18 Agustus 2010

Eps.Tarawih: Sang Imam

Salah satu alasan saya memilih masjid/mushola tertentu untuk sholat tarawih adalah jumlah rakaatnya. Makin banyak rakaatnya, makin enggan saya mendatanginya untuk sholat berjamaah di sana. Capek. Dan semakin banyak surat-surat pendek yang dibacakan, semakin saya suka. Tarawihnya akan cepat selesai.

Di masjid yang biasa saya datangi, imam sholat Isya, tarawih dan witir kadang-kadang bukan orang yang sama. Suatu ketika, saya ingat betul, waktu itu puasa hari keempat, tarawih kelima. Ketika imam tarawih mulai mengangkat tangan saya merasa sesuatu yang lain pada suaranya. Mungkin jamaah lain merasakan hal yang sama, anak-anak yang biasanya ribut juga menjadi lebih tenang. Semuanya seakan hanyut oleh suaranya.

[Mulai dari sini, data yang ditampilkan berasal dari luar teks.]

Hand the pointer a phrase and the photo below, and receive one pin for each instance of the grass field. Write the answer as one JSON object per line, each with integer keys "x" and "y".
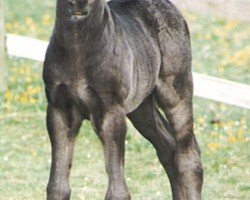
{"x": 220, "y": 48}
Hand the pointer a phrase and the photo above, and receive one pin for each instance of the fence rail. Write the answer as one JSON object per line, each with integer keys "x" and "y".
{"x": 204, "y": 86}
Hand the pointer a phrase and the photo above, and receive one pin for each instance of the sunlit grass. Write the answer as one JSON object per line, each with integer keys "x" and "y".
{"x": 220, "y": 48}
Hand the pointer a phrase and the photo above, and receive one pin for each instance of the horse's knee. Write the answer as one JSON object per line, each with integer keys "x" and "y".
{"x": 56, "y": 192}
{"x": 166, "y": 154}
{"x": 114, "y": 125}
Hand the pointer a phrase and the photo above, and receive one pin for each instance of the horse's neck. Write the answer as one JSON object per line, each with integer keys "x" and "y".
{"x": 70, "y": 32}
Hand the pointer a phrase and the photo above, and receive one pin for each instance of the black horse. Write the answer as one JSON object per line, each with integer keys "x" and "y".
{"x": 106, "y": 61}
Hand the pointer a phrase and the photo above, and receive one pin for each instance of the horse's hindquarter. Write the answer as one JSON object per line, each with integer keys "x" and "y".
{"x": 139, "y": 35}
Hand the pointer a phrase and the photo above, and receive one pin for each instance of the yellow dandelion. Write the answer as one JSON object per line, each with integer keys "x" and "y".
{"x": 13, "y": 79}
{"x": 8, "y": 95}
{"x": 28, "y": 21}
{"x": 28, "y": 80}
{"x": 214, "y": 133}
{"x": 24, "y": 99}
{"x": 200, "y": 120}
{"x": 32, "y": 101}
{"x": 232, "y": 139}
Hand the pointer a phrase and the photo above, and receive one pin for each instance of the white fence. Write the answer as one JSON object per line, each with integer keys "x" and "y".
{"x": 204, "y": 86}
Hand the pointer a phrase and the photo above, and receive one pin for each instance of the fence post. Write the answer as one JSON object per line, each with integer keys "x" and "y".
{"x": 3, "y": 70}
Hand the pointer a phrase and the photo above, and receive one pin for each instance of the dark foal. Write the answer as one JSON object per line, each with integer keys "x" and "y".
{"x": 106, "y": 61}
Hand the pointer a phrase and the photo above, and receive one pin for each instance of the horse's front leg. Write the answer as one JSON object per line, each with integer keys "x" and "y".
{"x": 63, "y": 125}
{"x": 112, "y": 133}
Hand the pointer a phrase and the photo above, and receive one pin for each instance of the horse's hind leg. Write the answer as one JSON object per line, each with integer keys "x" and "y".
{"x": 152, "y": 125}
{"x": 174, "y": 93}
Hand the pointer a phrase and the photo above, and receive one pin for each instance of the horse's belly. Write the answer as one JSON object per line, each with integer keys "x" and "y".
{"x": 144, "y": 78}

Perlahan saya menutup mata agar lebih khusu’. Suaranya lembut, tapi hati saya tidak tergetar dan mata saya tidak menangis. Saya hanya merasa nyaman. Nyaman yang luar bisa.

Mata saya terus terpejam. Tidak ada suara lain yang masuk ke telinga saya selain suara sang imam. Membuat saya seakan-akan terseret menuju tempat yang sangat jauh. Dan gelapnya perlahan mengeluarkan cahaya lembut. Sedikit demi sedikit, semakin lama semakin luas. Dan menjadi sangat luas. Sejauh mata memandang hanyalah warna hijau biru yang lembut. Tidak ada semilir angin. Hanya sejuk yang terasa. Tempat apakah seindah ini? Apakah saya bermimpi? Tidak, saya tetap terjaga dan saya tetap menjaga sholat saya.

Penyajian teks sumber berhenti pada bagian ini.